Ellis cracked a slow smile. “You mean like Hamlet House?”
During our honeymoon in Key West, an unattended cigar of Ellis’s had nearly caused a catastrophe at an historic painted lady we’d nicknamed Hamlet House because the Prince of Denmark was a fellow guest. The prince, along with everyone else, was forced to change hotels, but since no one was hurt, the incident became funny in the retelling, a part of Ellis’s and my shared repertoire, a story we trotted out at parties.
I knew that by bringing it up, he was trying to stir a fond memory and make things better between us, but what he didn’t realize was that remembering the fire in Key West just made me think of the horribly burned men I’d seen carried off the ship only a few hours earlier.
“Yes, like Hamlet House,” I said.
“We didn’t burn it down. Merely scorched a few rooms,” he said whimsically.
I climbed into bed and shuddered.
Ellis furrowed his brow, then set the poker in its stand and came to my side.

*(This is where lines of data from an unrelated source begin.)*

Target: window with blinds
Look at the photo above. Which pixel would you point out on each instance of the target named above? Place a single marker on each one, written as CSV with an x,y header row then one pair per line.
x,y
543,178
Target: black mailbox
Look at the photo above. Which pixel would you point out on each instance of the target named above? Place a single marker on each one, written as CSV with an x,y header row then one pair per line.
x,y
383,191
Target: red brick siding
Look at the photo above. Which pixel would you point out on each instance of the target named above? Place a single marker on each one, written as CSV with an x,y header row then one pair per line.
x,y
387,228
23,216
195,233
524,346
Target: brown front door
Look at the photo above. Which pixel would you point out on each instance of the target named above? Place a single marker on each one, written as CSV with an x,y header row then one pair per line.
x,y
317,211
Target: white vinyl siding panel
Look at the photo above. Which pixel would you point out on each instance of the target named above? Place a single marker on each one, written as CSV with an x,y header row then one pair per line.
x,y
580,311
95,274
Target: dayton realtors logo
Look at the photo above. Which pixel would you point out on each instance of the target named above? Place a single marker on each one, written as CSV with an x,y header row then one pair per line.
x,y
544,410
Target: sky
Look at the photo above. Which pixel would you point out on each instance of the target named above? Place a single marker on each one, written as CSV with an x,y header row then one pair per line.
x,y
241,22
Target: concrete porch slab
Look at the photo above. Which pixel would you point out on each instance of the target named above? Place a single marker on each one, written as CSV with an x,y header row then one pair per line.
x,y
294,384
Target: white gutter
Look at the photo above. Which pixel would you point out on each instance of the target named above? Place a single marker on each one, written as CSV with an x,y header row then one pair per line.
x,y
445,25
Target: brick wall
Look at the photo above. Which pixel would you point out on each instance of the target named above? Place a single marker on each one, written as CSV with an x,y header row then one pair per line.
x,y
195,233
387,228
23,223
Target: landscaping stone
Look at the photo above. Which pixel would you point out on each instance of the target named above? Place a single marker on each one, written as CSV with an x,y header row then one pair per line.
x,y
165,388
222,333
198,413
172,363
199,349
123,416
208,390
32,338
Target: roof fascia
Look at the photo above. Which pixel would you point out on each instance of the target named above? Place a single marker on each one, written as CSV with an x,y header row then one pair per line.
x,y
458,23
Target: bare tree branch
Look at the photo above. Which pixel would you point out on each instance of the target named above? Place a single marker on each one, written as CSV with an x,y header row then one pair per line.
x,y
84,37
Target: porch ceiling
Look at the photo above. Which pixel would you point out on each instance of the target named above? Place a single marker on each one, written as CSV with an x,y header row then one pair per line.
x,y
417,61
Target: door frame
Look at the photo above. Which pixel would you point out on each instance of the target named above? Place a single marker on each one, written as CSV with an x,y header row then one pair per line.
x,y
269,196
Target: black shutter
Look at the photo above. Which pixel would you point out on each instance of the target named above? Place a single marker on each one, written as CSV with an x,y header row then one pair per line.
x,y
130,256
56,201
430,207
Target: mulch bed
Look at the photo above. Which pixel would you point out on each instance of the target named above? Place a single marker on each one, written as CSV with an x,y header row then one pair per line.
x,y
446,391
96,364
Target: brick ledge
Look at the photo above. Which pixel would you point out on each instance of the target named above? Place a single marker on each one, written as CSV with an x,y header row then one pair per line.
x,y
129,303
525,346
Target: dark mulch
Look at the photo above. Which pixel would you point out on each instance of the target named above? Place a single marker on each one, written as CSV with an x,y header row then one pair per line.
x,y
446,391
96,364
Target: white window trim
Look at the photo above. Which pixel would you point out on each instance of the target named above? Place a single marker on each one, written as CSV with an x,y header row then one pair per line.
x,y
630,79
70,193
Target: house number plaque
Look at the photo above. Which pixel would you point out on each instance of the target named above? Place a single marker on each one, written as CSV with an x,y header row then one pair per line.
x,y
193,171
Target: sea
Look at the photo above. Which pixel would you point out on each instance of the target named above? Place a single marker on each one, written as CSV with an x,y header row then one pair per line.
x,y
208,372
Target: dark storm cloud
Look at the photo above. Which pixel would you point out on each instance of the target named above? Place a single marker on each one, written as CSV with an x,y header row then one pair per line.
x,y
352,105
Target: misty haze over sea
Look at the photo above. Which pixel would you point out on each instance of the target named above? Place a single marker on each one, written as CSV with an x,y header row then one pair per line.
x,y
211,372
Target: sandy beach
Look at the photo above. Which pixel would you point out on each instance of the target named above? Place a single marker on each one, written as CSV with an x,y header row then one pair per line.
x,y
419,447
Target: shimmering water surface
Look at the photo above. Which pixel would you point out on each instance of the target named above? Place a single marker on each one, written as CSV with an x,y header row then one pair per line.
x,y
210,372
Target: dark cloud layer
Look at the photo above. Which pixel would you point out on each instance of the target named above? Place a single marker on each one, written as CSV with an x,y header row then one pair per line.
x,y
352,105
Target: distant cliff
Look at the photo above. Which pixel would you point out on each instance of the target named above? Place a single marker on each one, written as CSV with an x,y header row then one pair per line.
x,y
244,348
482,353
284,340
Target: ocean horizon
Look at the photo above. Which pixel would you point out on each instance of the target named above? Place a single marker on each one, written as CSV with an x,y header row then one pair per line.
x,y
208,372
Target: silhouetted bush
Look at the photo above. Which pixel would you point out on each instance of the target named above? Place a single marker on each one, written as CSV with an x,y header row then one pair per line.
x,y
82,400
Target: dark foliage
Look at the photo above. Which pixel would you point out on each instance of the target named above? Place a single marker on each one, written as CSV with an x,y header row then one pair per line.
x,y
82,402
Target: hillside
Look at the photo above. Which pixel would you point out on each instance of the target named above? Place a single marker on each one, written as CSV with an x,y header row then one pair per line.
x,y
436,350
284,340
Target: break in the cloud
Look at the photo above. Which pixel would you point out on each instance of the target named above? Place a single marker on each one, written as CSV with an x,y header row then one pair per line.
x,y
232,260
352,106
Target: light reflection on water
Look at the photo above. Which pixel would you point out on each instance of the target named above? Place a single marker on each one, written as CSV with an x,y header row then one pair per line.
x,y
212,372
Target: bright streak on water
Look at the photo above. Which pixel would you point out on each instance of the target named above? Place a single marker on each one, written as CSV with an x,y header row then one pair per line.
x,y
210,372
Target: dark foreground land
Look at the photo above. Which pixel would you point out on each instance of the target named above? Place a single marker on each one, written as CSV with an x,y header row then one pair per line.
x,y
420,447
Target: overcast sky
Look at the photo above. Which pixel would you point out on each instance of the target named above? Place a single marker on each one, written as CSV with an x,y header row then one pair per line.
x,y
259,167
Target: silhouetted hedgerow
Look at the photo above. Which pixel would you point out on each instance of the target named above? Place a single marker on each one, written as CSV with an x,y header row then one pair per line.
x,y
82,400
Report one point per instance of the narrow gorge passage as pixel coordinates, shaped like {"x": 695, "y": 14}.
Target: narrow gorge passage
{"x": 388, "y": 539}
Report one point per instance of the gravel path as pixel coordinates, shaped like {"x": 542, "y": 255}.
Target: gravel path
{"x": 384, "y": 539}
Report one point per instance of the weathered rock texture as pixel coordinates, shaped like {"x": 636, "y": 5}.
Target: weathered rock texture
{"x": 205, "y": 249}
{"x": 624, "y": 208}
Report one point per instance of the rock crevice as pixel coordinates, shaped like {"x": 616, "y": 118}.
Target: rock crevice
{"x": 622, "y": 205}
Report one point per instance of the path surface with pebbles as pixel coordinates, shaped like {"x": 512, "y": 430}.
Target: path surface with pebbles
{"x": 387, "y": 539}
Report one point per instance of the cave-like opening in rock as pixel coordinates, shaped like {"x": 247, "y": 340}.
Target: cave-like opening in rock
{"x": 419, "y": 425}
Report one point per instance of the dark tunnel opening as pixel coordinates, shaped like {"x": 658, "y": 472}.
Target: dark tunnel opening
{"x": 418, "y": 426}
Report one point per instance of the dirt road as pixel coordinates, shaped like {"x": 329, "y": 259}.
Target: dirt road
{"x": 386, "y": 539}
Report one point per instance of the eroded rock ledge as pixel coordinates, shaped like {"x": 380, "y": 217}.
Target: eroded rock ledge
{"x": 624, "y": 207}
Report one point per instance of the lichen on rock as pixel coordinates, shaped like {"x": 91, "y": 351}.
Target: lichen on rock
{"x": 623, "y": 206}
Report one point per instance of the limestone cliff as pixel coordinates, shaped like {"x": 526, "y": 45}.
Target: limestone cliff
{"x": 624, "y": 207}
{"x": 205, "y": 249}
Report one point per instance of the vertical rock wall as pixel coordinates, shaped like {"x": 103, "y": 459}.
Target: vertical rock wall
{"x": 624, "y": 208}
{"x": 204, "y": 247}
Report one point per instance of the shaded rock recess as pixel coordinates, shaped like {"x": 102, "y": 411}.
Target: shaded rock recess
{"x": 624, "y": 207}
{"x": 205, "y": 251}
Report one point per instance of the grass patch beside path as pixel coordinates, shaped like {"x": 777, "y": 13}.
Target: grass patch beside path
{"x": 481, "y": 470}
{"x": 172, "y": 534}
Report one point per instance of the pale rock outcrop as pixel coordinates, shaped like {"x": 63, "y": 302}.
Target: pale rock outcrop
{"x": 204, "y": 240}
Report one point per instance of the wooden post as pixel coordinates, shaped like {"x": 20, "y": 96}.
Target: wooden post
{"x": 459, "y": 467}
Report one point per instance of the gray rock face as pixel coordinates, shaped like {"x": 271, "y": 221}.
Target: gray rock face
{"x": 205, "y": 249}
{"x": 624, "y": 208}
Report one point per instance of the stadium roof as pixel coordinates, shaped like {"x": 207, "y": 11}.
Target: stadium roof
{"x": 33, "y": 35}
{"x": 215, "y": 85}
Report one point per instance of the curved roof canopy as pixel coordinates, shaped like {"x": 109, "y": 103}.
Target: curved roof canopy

We’d made a fragile peace after finally outrunning the U-boats, a truce that consisted mostly of giving each other as much space as possible in a situation where there simply wasn’t any, and talking only when absolutely necessary. But that didn’t mean my breakdown on the ship hadn’t happened, or that I wasn’t aware of how horrifyingly quickly proximity had bred contempt, or that I wasn’t still terrified and furious about being dragged along on this half-baked escapade. It was the stupidest and most dangerous thing we’d ever done.
It was also pointless. I’d realized it the moment the driver commented on the life belt that remained around Ellis’s waist, and again when the bearded man asked why he and Hank weren’t serving, and I knew that it would keep happening. The very thing we’d tried to escape had followed us across the Atlantic.
I opened my eyes and found Ellis staring down at me, his misery obvious. I knew he wanted comfort, a sign that things would go back to normal between us, but I couldn’t give it to him. I just couldn’t.
“Please, Ellis. I don’t mean to be harsh, but I’m completely and absolutely desperate for sleep…”
His lips stretched into a sad line. “Of course. I know you’re exhausted.”
He leaned over to kiss my forehead, and in that instant my resentment shattered, leaving behind an awful, piercing regret.
No one had put a gun to my head and forced me to board the ship. I bore as much blame for my predicament as anyone else. He and Hank may have told me that nothing would happen to us, but I was the one who’d chosen to believe them.
“Ellis,” I said, as he turned to go. “I’m sorry.”
“About what?” he asked, stopping.
“The things I said.”
He laughed quietly. “Which ones?”
“All of them. I was just so frightened.”
He came back and sat on the edge of the bed. “No need to apologize. I just hadn’t realized I was married to quite such a firecracker.”
He laid a hand on my cheek, and my eyes welled up. I hoped I was wrong about how people over here would perceive him, but if I was not, I hoped I could somehow protect him from their judgment, make him unaware, or better yet, not care.
“I wasn’t myself,” I said.
“None of us was, my darling.”
“Except Hank,” I said, sniffling. “Hank was himself the entire time.”
“Ah yes. Dear old Hank. Ever the pill,” he said, getting up. “Speaking of which, do you think you need one?”
“No, I’m all right.”
That was my cue to offer him one, and I would have, except that I had no idea where they were and didn’t have the energy to look.
“Sleep tight, my darling. Tomorrow, Hank and I will find a decent hotel, and then all you’ll have to worry about is regaining your strength.”
He picked up the candle and went to the door. I rolled to face him.
“Ellis,” I said as he stepped into the hallway, “this feeling of still being at sea—do you think it’s normal?”
He paused before answering. “Perfectly,” he said. “It will be gone in the morning. You’ll see.” He closed the door.
As I lay in bed, I could no more stop the waves than escape the images and sounds of the wounded being marched down the gangplank, one after the other, in a seemingly endless line.